The short end of the stick
Yesterday, Petronas said that it will directly procure future LNG newbuildings, and will no longer charter additional LNG ships from MISC. This is a major negative surprise that threatens to reduce MISC’s LNG revenue by 20% over the next five years.
We keep our Underperform call in view of this unexpected twist in MISC’s relationship with its erstwhile supportive parent. Our target price remains pegged to a 30% discount to its SOP. De-rating catalysts include continued tough cyclical shipping conditions, and the almost certain decline in its LNG shipping earnings. MISC will announce its 2Q results on 16 August and we keep our forecasts unchanged till then.
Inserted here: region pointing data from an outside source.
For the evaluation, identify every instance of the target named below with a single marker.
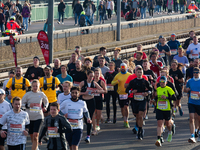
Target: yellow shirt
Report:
(18, 87)
(51, 94)
(120, 79)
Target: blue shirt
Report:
(194, 90)
(68, 78)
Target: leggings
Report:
(114, 99)
(91, 108)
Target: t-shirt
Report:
(194, 90)
(16, 123)
(75, 112)
(144, 56)
(37, 99)
(62, 97)
(182, 60)
(51, 94)
(67, 78)
(18, 87)
(4, 107)
(196, 50)
(164, 104)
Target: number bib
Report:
(162, 105)
(173, 51)
(123, 96)
(74, 123)
(36, 108)
(110, 87)
(52, 133)
(138, 97)
(194, 95)
(15, 129)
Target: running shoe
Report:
(169, 138)
(87, 140)
(158, 143)
(192, 140)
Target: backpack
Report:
(82, 21)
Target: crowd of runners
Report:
(52, 104)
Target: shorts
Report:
(99, 104)
(194, 108)
(161, 115)
(17, 147)
(2, 140)
(35, 126)
(124, 102)
(138, 106)
(74, 137)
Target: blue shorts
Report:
(74, 137)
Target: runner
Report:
(5, 107)
(120, 79)
(33, 101)
(112, 91)
(74, 109)
(17, 122)
(141, 89)
(192, 87)
(88, 88)
(18, 84)
(164, 96)
(56, 125)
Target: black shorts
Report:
(161, 115)
(99, 104)
(17, 147)
(138, 106)
(74, 137)
(2, 140)
(194, 108)
(35, 126)
(124, 102)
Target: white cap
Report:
(2, 91)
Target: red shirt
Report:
(144, 56)
(131, 77)
(155, 68)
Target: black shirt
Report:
(56, 72)
(38, 72)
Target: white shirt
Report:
(16, 123)
(4, 107)
(196, 50)
(75, 112)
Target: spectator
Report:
(143, 6)
(102, 11)
(109, 8)
(2, 20)
(151, 6)
(77, 11)
(25, 15)
(19, 6)
(61, 11)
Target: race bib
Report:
(74, 123)
(52, 133)
(76, 83)
(110, 87)
(15, 129)
(173, 51)
(123, 96)
(162, 105)
(194, 95)
(138, 97)
(36, 108)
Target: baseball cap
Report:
(163, 79)
(2, 91)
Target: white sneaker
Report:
(192, 140)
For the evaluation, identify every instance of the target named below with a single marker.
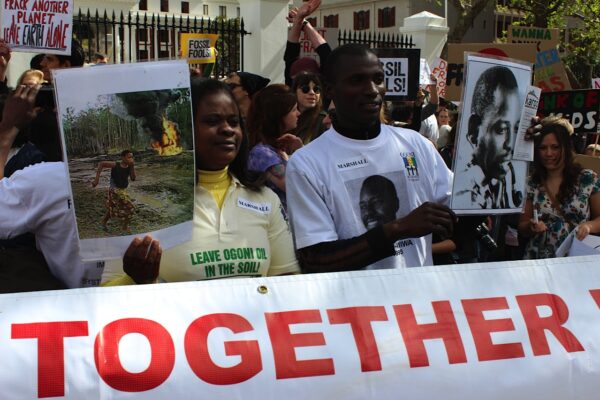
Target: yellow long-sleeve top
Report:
(237, 232)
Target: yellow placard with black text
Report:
(198, 48)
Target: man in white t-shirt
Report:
(325, 180)
(36, 199)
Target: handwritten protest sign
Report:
(38, 25)
(456, 60)
(578, 106)
(401, 68)
(198, 48)
(329, 34)
(550, 74)
(544, 38)
(439, 69)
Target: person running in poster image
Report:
(239, 229)
(325, 177)
(118, 204)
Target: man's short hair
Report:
(490, 80)
(330, 71)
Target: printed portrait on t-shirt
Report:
(377, 199)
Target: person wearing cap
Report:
(244, 85)
(54, 61)
(294, 65)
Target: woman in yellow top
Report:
(239, 227)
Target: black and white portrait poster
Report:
(486, 178)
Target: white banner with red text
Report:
(519, 330)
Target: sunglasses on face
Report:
(306, 88)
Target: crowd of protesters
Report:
(322, 148)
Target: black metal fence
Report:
(376, 40)
(140, 36)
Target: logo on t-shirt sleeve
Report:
(410, 163)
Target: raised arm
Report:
(18, 112)
(4, 60)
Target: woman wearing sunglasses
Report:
(307, 88)
(272, 116)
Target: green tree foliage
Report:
(95, 131)
(581, 42)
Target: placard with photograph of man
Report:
(487, 180)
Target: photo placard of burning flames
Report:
(127, 134)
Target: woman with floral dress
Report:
(562, 194)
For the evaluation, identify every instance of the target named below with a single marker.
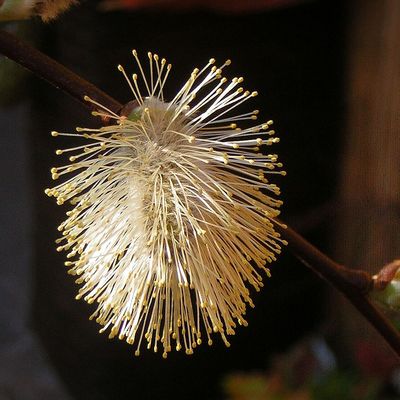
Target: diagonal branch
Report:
(353, 284)
(53, 72)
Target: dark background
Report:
(295, 58)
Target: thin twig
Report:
(53, 72)
(354, 284)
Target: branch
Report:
(353, 284)
(53, 72)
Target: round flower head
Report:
(173, 217)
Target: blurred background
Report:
(327, 73)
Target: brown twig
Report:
(53, 72)
(354, 284)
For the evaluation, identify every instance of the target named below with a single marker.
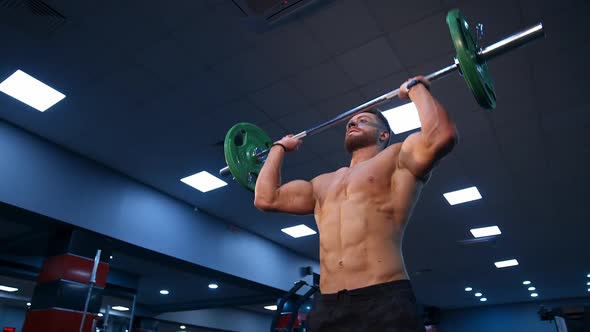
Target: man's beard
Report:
(355, 142)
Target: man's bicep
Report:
(296, 197)
(415, 156)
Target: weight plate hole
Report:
(239, 139)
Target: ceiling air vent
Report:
(31, 16)
(266, 13)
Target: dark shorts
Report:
(387, 307)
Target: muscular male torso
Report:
(361, 213)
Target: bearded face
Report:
(362, 131)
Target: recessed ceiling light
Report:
(485, 231)
(204, 181)
(120, 308)
(31, 91)
(510, 262)
(403, 118)
(298, 231)
(8, 289)
(462, 196)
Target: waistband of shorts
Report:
(364, 293)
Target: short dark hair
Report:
(383, 121)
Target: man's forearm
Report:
(269, 179)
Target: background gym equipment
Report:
(246, 145)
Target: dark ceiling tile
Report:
(368, 62)
(342, 25)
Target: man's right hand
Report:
(290, 143)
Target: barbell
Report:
(246, 145)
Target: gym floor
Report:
(152, 87)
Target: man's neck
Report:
(362, 154)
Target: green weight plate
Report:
(242, 142)
(476, 74)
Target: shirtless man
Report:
(361, 212)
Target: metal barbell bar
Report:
(492, 51)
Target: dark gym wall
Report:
(521, 317)
(43, 178)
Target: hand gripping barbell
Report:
(246, 145)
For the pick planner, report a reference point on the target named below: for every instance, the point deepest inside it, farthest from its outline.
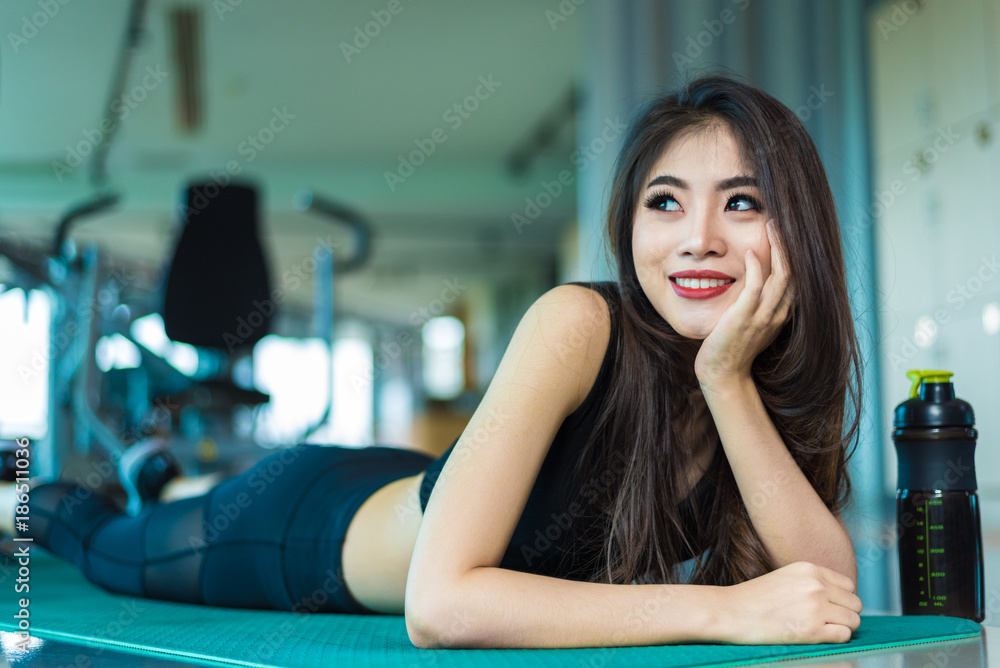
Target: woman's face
(699, 211)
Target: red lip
(702, 273)
(700, 293)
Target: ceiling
(327, 115)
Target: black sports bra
(553, 516)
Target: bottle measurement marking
(927, 542)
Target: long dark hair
(807, 378)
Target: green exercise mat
(63, 605)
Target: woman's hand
(751, 323)
(800, 603)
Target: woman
(629, 427)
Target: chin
(695, 330)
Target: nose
(703, 234)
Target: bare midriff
(379, 544)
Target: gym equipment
(216, 278)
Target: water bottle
(937, 509)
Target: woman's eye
(663, 202)
(753, 204)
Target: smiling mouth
(701, 283)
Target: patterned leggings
(270, 537)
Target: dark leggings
(270, 537)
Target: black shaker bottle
(937, 509)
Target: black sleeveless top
(555, 516)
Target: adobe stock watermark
(389, 351)
(292, 279)
(581, 158)
(898, 17)
(696, 45)
(960, 295)
(31, 25)
(249, 148)
(454, 116)
(914, 168)
(817, 98)
(121, 107)
(481, 430)
(363, 35)
(564, 10)
(223, 7)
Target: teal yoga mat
(63, 605)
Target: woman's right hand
(801, 603)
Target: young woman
(692, 413)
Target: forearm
(789, 516)
(501, 608)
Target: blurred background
(415, 175)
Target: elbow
(439, 627)
(419, 628)
(423, 627)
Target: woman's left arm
(791, 519)
(789, 516)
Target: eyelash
(656, 199)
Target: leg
(270, 537)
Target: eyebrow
(725, 184)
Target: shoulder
(575, 322)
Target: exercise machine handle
(96, 204)
(361, 231)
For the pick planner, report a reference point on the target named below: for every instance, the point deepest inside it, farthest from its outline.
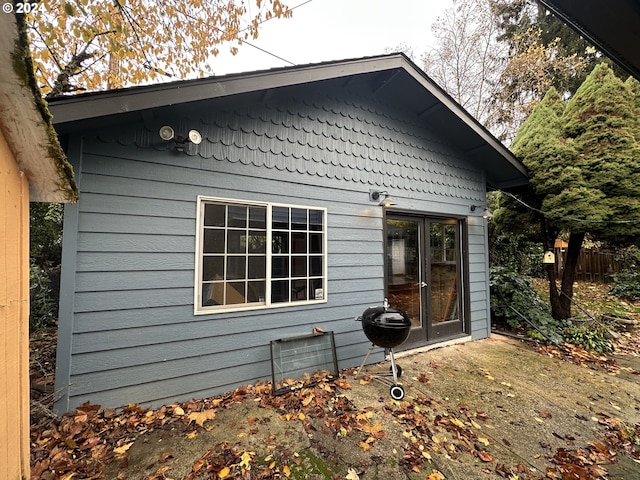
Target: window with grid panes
(259, 255)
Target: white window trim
(198, 309)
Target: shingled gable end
(182, 261)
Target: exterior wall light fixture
(167, 133)
(381, 198)
(484, 211)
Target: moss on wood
(23, 67)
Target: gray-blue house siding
(316, 136)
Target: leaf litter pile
(81, 444)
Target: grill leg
(394, 370)
(365, 360)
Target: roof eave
(25, 121)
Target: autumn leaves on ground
(495, 408)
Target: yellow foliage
(127, 43)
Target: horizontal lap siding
(478, 278)
(133, 335)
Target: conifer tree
(582, 158)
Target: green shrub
(514, 301)
(626, 283)
(44, 305)
(516, 253)
(589, 335)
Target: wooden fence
(593, 265)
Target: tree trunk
(561, 300)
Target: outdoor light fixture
(486, 213)
(382, 198)
(167, 133)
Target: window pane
(213, 241)
(298, 219)
(316, 292)
(280, 217)
(235, 293)
(280, 242)
(236, 241)
(315, 266)
(255, 291)
(214, 215)
(280, 267)
(257, 267)
(315, 220)
(258, 217)
(257, 242)
(212, 294)
(237, 216)
(299, 266)
(212, 268)
(298, 243)
(315, 243)
(236, 268)
(299, 290)
(280, 291)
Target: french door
(424, 276)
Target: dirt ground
(494, 408)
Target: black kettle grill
(387, 328)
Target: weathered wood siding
(14, 317)
(127, 328)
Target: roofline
(70, 108)
(576, 16)
(133, 99)
(25, 120)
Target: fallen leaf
(201, 417)
(352, 475)
(245, 459)
(165, 456)
(121, 450)
(364, 446)
(485, 456)
(457, 422)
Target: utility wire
(560, 217)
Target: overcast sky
(323, 30)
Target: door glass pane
(403, 268)
(444, 273)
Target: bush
(44, 305)
(516, 253)
(626, 283)
(591, 337)
(514, 301)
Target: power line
(573, 219)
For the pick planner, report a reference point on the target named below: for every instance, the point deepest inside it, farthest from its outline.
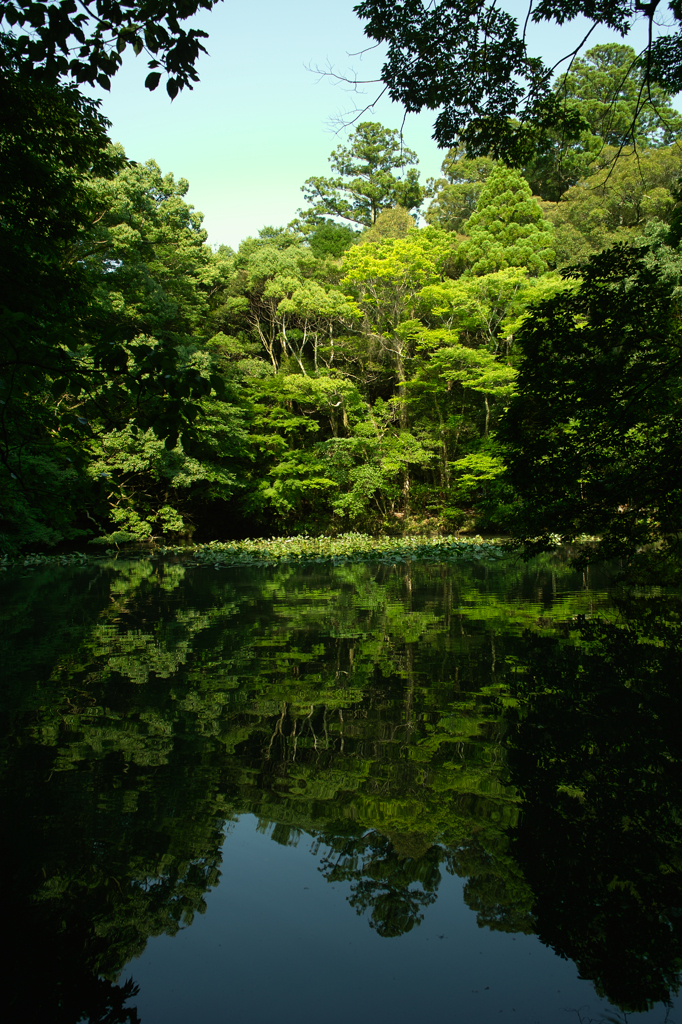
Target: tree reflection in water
(412, 719)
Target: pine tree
(507, 229)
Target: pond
(407, 791)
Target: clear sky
(257, 124)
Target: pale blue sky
(256, 125)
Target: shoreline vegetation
(334, 550)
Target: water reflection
(502, 723)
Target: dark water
(403, 793)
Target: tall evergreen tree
(507, 229)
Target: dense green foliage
(470, 60)
(348, 372)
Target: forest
(497, 349)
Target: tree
(86, 42)
(594, 432)
(615, 203)
(469, 59)
(456, 195)
(606, 87)
(366, 183)
(507, 229)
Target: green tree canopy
(607, 88)
(507, 229)
(470, 61)
(456, 195)
(366, 183)
(86, 42)
(594, 432)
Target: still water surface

Petronas appears to have repudiated its traditional charterer relationship with MISC by returning to future ownership of LNG ships. This means that MISC will not be able to sign 20- year contracts for the eight new LNG ships that Petronas is looking to buy.
What We Think
This is very bad news for MISC because LNG tanker earnings have helped underwrite the container, petroleum and chemical shipping losses in the past. Over the next five years from 2014-18, contracts for seven LNG ships will expire. We think that five will be renewed at lower rates, and two will not. The net result is that MISC’s LNG revenue will fall 20% between 2013 and 2019. If MISC had the benefit of eight new LNG shipping contracts, the shortfall would have been plugged and even allow for some growth. But since this is now no longer possible, we expect LNG division revenues and profits to start declining from 2014 onwards. We will reflect this in our model in the future.
What You Should Do
MISC’s share price has done well since the termination of the Petronas general offer, and the stock’s subsequent re-inclusion into the FBM KLCI in July. This stock hit a one-year high of RM5.85 on 23 July, narrowing the gap to its SOP of RM6.20 to only 5.6%. The share price dropped to as low as RM3.94 on 4 December 2012, or a 36% discount to SOP. In the unfortunate new reality of MISC’s diminished relationship with Petronas, we believe that MISC’s share price should once again reflect a large discount to its underlying SOP, in the absence of any cyclical upside catalysts.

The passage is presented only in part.